Zakwaszanie tak, przed kilkunasty laty próbowałem z soda oczyszczoną -żadnego rezultatu.

Autor:  staszektu [ 01 maja 2023, 08:09 - pn ]
Tytuł:  Re: Grzybica wapienna

staszektu pisze:
Jak każdy grzyb do rozwoju potrzebuje środowisko kwaśne, również i grzybica wapienna. Choroba znika po odkwaszeniu ula

Sody oczyszczonej sypiemy dużo/pokryć trzeba całą dennicę/ na dennicę by pszczoły na nóżkach rozniosły po całym ulu.
Również w organizmie ludzkim, jak masz grzybicę doprowadź do stanu około zasadowego i grzybica ustępuje sama.
Kwaśne środowisko w dłuższym okresie powoduje rozwój grzybów, to samo w lesie

Autor:  kudlaty [ 01 maja 2023, 08:50 - pn ]
Tytuł:  Re: Grzybica wapienna

marian pisze:
Maxik pisze:
Doczytałem się pewnej niespójności. Większość zaleca podkarmienie zakwaszonym syropem octem lub kwaskiem cytrynowym. Pojawia się też rekomendacja by odkwasić np sodą oczyszczoną. Hmmm, :idea: :idea: :idea:


Zakwaszanie tak, przed kilkunasty laty próbowałem z soda oczyszczoną -żadnego rezultatu.


Mam dokładnie te same doświadczenia. Dlatego najlepiej robić tak jak już napisałem

Autor:  Beeman [ 01 maja 2023, 13:14 - pn ]
Tytuł:  Re: Grzybica wapienna

Lenin pisze:
Nie chodzi na pewno o jedną chorobę, już kiedyś wspominał że we Francji mają z tym ogólny problem. Jeżeli ktoś ma jakiś kontakt z tamtymi pszczelarzami to proszę o informację czy to potwierdzą.
Na YT jest pszczelarz (anglik mieszkajacy we Francji) prowadzi bloga i wszystko jest na bierzaco co tam u niego sie dzieje. Tak on poniosl duze straty w zeszlym roku ale tak bylo chyba na calym swiecie. W USA dochodzily do 80% upadku rodzin.

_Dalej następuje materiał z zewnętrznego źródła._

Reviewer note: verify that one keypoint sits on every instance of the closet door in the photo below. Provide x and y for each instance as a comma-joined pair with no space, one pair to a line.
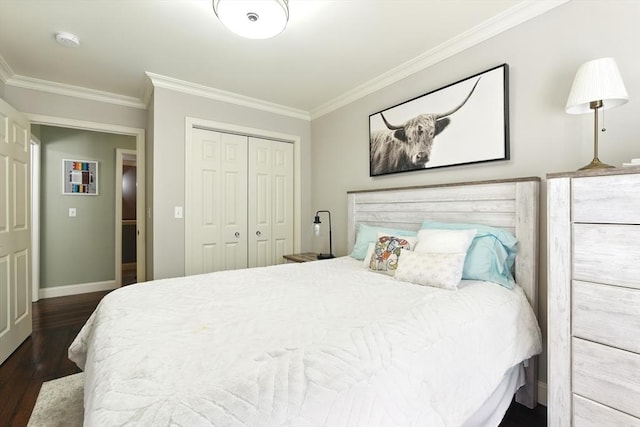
270,201
216,206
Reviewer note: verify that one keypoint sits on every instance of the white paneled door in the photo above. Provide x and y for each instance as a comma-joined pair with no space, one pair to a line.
239,201
15,256
270,201
216,206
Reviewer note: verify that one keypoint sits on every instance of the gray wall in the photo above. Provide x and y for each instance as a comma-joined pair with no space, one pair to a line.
169,112
81,249
49,104
543,55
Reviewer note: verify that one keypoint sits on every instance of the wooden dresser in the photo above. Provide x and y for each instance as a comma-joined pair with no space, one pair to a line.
594,298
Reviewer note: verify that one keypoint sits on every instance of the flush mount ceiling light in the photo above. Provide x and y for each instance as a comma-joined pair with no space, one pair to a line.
254,19
67,39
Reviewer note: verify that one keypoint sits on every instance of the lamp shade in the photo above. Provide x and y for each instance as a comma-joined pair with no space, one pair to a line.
254,19
597,80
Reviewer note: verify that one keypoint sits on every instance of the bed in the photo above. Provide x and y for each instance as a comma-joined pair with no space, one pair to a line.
326,343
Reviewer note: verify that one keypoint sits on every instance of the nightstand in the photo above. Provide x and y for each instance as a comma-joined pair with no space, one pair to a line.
304,257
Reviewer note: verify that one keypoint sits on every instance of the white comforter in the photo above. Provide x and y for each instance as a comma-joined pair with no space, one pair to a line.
324,343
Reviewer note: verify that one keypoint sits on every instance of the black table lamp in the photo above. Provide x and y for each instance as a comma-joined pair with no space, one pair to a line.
316,229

U mnie w klubie jeden pszczelarz mial przygotowane do zimowli 1000 odkladow przeznaczonych do sprzedazy na wiosne. Zostalo tylko 80 rodzin. Inny stracil 2800 rodzin. Ja tez na wsi mialem ogromne straty. Z 50-ciu MiniPlusow tylko 3 przezimowaly. Ale w miescie mialem dziesiec razy mniejsze straty. Moja teoria jest taka: Obecnie na swiecie mamy tylko paru gigantow produkujacych te same"opryski" A ze sa nietykalni to nikt im nic nie udowodni.